Again, you will have to click on the Format button in the original window periodically to get the results.

The list from the second iteration shows the same top entries as in the first iteration, but some new sequences have appeared in blue that show similarity to the query sequence at both ends, but not in a region in the middle. There are many “hypothetical” and “unnamed” sequences among them. There are also some proteins that contain protease related (calpain link) domains. These might be important, but be conservative at first. For the next iteration choose only those proteins with an annotated function of “vacuolar protein sorting”. This annotation could be wrong, but it is useful for a start. Uncheck all other sequences.

Run blast iteration 3.

At the third iteration, a clear pattern has begun to emerge

There is now a large group of sequences related to Vps36 that show no similarity in the region from about 100-200. These seem to be the metazoan Vps36 genes. Don’t bother doing it now, but by choosing only the top sequences and these metazoan sequences with a split region of similarity and iterating further, at iteration 5, this pattern is very distinct. Below you can see the results from iteratin 8.

Note, the genes can have lots of synonyms in various organisms. For example, for Vs36, you will see EAP45, and the locus CGI-145.

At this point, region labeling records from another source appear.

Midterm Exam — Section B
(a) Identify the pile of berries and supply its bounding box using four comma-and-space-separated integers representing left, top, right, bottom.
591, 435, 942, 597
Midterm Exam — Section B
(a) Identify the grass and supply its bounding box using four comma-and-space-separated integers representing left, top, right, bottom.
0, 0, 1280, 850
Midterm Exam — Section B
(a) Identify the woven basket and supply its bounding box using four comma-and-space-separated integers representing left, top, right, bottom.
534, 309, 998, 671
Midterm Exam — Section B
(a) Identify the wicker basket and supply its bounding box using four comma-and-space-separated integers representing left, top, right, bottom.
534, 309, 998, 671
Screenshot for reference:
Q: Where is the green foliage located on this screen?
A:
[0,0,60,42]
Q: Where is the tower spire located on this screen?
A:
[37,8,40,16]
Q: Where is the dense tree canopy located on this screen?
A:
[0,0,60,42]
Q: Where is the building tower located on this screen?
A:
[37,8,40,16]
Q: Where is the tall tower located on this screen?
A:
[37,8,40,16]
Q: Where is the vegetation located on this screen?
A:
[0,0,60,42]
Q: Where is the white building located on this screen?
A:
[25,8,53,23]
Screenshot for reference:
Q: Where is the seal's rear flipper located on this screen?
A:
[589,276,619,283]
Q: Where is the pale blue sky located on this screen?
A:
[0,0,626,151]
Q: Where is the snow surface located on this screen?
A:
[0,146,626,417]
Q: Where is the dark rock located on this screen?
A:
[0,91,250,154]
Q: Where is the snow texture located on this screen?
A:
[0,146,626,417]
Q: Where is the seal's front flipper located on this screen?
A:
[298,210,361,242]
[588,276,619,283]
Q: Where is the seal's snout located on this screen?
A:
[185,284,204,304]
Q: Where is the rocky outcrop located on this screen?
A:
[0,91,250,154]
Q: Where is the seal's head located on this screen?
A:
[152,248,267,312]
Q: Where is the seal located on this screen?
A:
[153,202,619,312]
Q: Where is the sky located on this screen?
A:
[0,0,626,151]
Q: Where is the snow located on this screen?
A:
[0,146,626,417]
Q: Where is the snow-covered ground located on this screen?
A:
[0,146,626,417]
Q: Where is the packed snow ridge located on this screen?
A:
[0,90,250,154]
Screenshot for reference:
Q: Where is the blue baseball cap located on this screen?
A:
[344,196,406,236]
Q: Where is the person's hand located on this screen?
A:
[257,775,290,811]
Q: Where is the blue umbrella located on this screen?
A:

The psi-blast exercise has helped get a clearer picture of the organization of this N-terminal region of Vps36. There seems to a yeast-specific insertion consisting of about 150 residues.

USES OF BLAST
BLAST can be used for several purpose. These include identifying species, locating domains, establishing phylogeny, DNA mapping and comparison. In addition, for identifying species with the use of BLAST we can correctly identify or find homologous species. For instance, when we are working with a DNA sequence from an unknown species it can be useful.
Furthermore, locating domains is when it working with a protein sequence we can input it into the BLAST. It is to locate known domains within the sequence of interest. Next, using the results received through BLAST we can create a phylogenetic tree using the BLAST web- page. The phylogenies is based on the BLAST alone are less reliable than other purpose-built computational phylogenetic methods and it should only be relied upon for the first pass phylogenetic analyses.
In addition, when we working with a known species and looking to sequence a gene at an unknown location. So, the BLAST can compare the chromosomal position of the sequence of interest to relevant sequences in the databases. Last but not least, BLAST also can locate common genes in two related species and it can be used to annotations from one organism to another.

CONCLUSION

In conclusion, BLAST has become an essential tool for biologists. Furthermore, its speed and sensitivity allow scientists to compare nucleotide and protein sequences to both single sequences and large databases. The most importantly, BLAST has helped democratize bioinformatics analysis and make it accessible to any researcher over the Internet and it is rare to read a modern molecular biology paper that does not refer to a BLAST alignment. We should be able to compare BLAST result from different databases and converting values if they are reported differently.
Moreover, we also should know why BLAST result might change from one day to the next even though on the same server. Last but not least, BLAST and its descendant applications have permitted scientists to estimate the functions of genes and proteins in whole genomes, answering questions that could never be answered at a lab bench or in a class.